2.『リヴァイアサン』(邦題『裁かれるは善人のみ』)(2014年)

 『リヴァイアサン』は、いくつもの賞を受賞しているアンドレイ・ズヴャギンツェフが監督したもので、無慈悲な国家に対する一人の男の無力な闘いと、現代ロシアの麻痺した生活について描いている。ロシア国内で多くの賞を受賞し、オスカーにもノミネートされた。望まれた金の像は手にできなかった。

 この映画は、信頼できる登場人物が少なすぎるとして激しく非難された。ほとんどすべての役が、「雑なテレビのシリーズ物のようなセリフを悲しそうに話す俳優たち」によって演じられ…「『リヴァイアサン』にはコンセプトはあるが、心がない…監督は俳優に息をさせていない」うえに、「この映画は単純だ」と、ある映画評論家は言っている

 映画の登場人物たちの単純さと、「ロシアには良いものが何もない」という核となるメッセージが、多くのレビューの主要な指摘だ。「アンドレイ・ズヴャギンツェフがやっているように、観客をしつこくなじることもできる。そして、彼が明白なことを口にする単純さのせいで、かなり早いうちに飽きてしまうだろう」。

3.『第9中隊』(邦題『アフガン』)(2005年)

 1980年代のソ連のアフガニスタン紛争を舞台とする『第9中隊』は、ソ連軍のある戦闘部隊が、高地を守備するという無意味な指令を命じられ、司令官たちが彼らを見棄てると、ムジャヒディンの戦士たちの攻撃によってほぼ完全に全滅されたという出来事に基づいている。この映画は、ほぼ肯定的に受け取られ、興行的にも成功だった。2006年にはロシアの2大映画賞を受賞した。

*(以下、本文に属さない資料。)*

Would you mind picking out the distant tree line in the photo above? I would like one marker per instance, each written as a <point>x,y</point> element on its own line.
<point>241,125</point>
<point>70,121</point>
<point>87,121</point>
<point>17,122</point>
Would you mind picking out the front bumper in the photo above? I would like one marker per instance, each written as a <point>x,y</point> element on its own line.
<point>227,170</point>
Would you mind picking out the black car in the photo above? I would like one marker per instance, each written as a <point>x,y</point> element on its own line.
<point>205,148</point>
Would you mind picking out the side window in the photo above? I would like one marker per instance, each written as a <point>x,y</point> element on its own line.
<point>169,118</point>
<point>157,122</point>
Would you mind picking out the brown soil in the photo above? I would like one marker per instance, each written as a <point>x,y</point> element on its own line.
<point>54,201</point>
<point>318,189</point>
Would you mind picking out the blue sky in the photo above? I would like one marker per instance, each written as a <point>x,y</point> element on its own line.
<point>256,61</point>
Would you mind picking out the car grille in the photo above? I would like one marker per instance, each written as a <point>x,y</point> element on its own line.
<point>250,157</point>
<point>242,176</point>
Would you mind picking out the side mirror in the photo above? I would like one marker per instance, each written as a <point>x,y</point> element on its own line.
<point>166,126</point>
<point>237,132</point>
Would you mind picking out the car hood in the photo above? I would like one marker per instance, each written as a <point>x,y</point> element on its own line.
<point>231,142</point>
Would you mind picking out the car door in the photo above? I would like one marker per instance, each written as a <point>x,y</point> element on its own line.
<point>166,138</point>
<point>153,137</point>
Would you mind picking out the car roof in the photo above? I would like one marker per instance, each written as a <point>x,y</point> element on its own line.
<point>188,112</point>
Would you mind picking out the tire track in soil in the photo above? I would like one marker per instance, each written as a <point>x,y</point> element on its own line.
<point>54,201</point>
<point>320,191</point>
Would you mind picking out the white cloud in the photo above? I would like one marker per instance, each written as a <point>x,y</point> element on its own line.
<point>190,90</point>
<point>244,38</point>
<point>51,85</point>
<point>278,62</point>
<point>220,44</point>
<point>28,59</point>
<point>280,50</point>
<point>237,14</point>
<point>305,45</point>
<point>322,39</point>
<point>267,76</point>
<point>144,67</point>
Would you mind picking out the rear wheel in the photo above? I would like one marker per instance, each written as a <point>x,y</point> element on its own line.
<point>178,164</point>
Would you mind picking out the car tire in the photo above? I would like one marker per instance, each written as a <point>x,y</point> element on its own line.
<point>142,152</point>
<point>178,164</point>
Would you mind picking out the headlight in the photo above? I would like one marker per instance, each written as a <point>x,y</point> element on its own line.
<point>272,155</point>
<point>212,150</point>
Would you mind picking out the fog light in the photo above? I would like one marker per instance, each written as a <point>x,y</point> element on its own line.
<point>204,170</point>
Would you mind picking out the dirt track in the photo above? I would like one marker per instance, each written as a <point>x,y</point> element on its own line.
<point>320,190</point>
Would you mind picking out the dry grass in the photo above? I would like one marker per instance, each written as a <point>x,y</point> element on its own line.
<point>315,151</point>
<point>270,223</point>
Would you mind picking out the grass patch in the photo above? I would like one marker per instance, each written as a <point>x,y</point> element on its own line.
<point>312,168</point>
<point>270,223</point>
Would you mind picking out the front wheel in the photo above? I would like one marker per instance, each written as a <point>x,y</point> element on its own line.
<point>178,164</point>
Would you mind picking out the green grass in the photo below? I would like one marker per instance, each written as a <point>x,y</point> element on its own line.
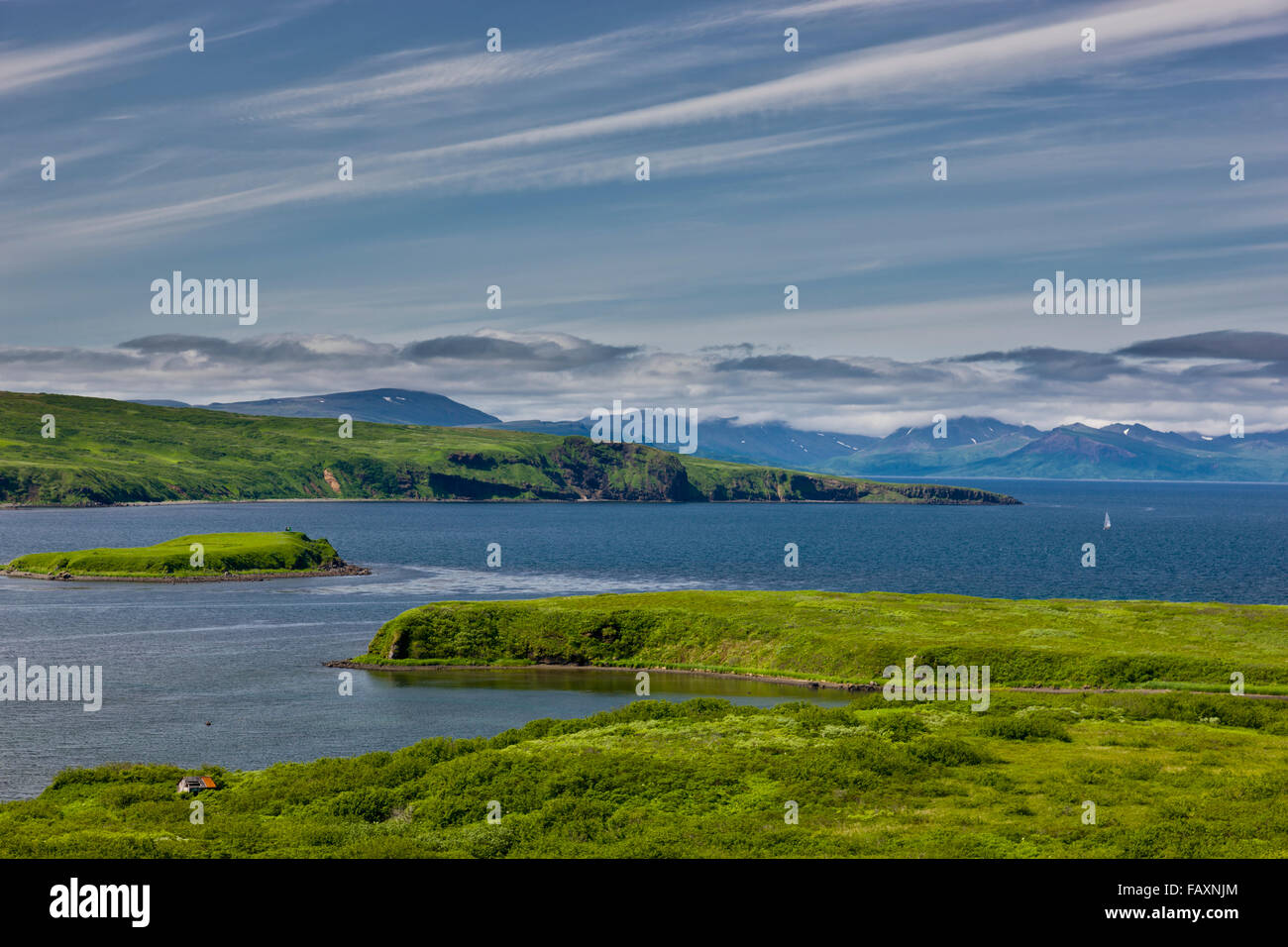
<point>223,552</point>
<point>112,451</point>
<point>849,637</point>
<point>1170,776</point>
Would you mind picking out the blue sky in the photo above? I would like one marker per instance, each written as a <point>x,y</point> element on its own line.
<point>768,167</point>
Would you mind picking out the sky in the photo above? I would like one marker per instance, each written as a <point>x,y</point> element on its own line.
<point>767,167</point>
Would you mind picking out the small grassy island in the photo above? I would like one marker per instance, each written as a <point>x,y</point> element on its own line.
<point>201,557</point>
<point>853,637</point>
<point>1162,775</point>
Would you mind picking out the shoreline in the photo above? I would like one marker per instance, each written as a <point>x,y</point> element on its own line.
<point>1009,501</point>
<point>733,676</point>
<point>769,678</point>
<point>175,579</point>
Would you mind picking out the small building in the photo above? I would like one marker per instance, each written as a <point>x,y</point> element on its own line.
<point>194,784</point>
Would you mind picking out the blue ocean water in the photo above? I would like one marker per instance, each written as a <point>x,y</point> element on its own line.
<point>248,656</point>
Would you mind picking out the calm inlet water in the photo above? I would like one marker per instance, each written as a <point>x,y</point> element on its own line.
<point>248,656</point>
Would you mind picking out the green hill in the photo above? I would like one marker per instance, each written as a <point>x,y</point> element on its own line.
<point>233,553</point>
<point>848,637</point>
<point>111,451</point>
<point>1168,775</point>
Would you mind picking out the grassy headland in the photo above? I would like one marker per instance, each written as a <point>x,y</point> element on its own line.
<point>1168,776</point>
<point>111,451</point>
<point>223,554</point>
<point>850,637</point>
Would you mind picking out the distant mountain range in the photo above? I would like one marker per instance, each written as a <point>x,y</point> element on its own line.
<point>973,447</point>
<point>378,405</point>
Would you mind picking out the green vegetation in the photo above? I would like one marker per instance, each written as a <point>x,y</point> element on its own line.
<point>112,451</point>
<point>222,553</point>
<point>1170,776</point>
<point>849,637</point>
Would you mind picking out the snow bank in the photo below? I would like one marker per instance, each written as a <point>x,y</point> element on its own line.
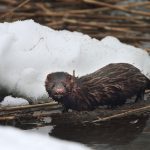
<point>14,139</point>
<point>29,51</point>
<point>11,101</point>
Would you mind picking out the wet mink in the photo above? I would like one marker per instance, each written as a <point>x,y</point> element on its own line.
<point>111,85</point>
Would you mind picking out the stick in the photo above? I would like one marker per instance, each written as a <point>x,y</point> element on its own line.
<point>98,3</point>
<point>28,106</point>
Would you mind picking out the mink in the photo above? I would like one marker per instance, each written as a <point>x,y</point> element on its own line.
<point>111,85</point>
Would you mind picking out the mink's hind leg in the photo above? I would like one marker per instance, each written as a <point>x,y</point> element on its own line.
<point>65,109</point>
<point>1,98</point>
<point>140,96</point>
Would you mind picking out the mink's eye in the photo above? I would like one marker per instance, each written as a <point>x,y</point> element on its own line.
<point>51,85</point>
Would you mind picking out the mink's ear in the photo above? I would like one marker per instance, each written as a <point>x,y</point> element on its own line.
<point>48,77</point>
<point>69,77</point>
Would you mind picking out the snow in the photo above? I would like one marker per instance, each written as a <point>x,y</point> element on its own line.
<point>29,51</point>
<point>11,101</point>
<point>15,139</point>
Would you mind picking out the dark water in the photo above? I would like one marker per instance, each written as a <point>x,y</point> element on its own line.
<point>130,133</point>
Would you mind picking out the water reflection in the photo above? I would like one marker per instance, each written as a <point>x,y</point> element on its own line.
<point>106,135</point>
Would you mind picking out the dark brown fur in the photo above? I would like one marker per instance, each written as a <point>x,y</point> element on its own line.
<point>111,85</point>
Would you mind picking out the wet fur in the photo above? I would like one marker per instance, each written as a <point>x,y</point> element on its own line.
<point>111,85</point>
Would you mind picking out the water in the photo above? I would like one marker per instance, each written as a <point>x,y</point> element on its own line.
<point>129,133</point>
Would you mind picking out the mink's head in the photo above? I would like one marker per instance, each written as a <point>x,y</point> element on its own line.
<point>58,85</point>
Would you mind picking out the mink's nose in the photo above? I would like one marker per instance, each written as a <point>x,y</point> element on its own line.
<point>60,91</point>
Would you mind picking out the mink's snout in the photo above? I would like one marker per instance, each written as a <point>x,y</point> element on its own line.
<point>58,91</point>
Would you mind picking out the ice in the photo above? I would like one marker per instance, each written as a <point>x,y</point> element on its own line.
<point>15,139</point>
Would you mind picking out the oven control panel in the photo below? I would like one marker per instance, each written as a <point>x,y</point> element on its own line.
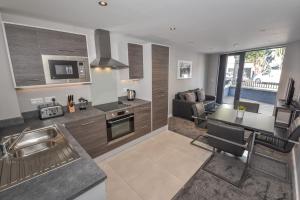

 この映画の弱点を強調しているわずかな批評家は、オリジナリティーの欠如と、ハリウッドの『シン・レッド・ライン』と『フルメタル・ジャケット』への敬意を表するという目論見が明白すぎることを指摘している。監督のフョードル・ボンダルチュク(オスカーを受賞したソ連の映画監督セルゲイ・ボンダルチュクの息子)は、ミュージックビデオの監督としての経験を反映した映画制作のスタイルも非難された。

 多くの観客やメディアは、この映画の最大の問題と思われる点を指摘した――ベースになっていると言っている事実との関連が明らかに不足している。映画の封切り後、1988年にアフガニスタンで実際に起きたことについて情報収集を始めた人たちがいた。『第9中隊の真実』というドキュメンタリーと、同名のコンピュータゲームがリリースされた。

 実際の話は、いくらか違っていたどころか、映画に描かれているものとはまったく逆だったことが分かった。他の場所で強調されているように、この映画ではたった一人の兵士しか生き残っていないが、実際には亡くなったのは6名だけだった。映画では中隊は指揮官に置き去りにされたが、実際には連隊長は数マイル離れたところから状況を観察し援軍を送り込んでいる。さらに、この高地は戦略的に重要だったため、戦闘は無意味ではなかった。多くの点が、「難しい現実」に根ざしたと思われる映画にしては、あまりにも大きく食い違いすぎた。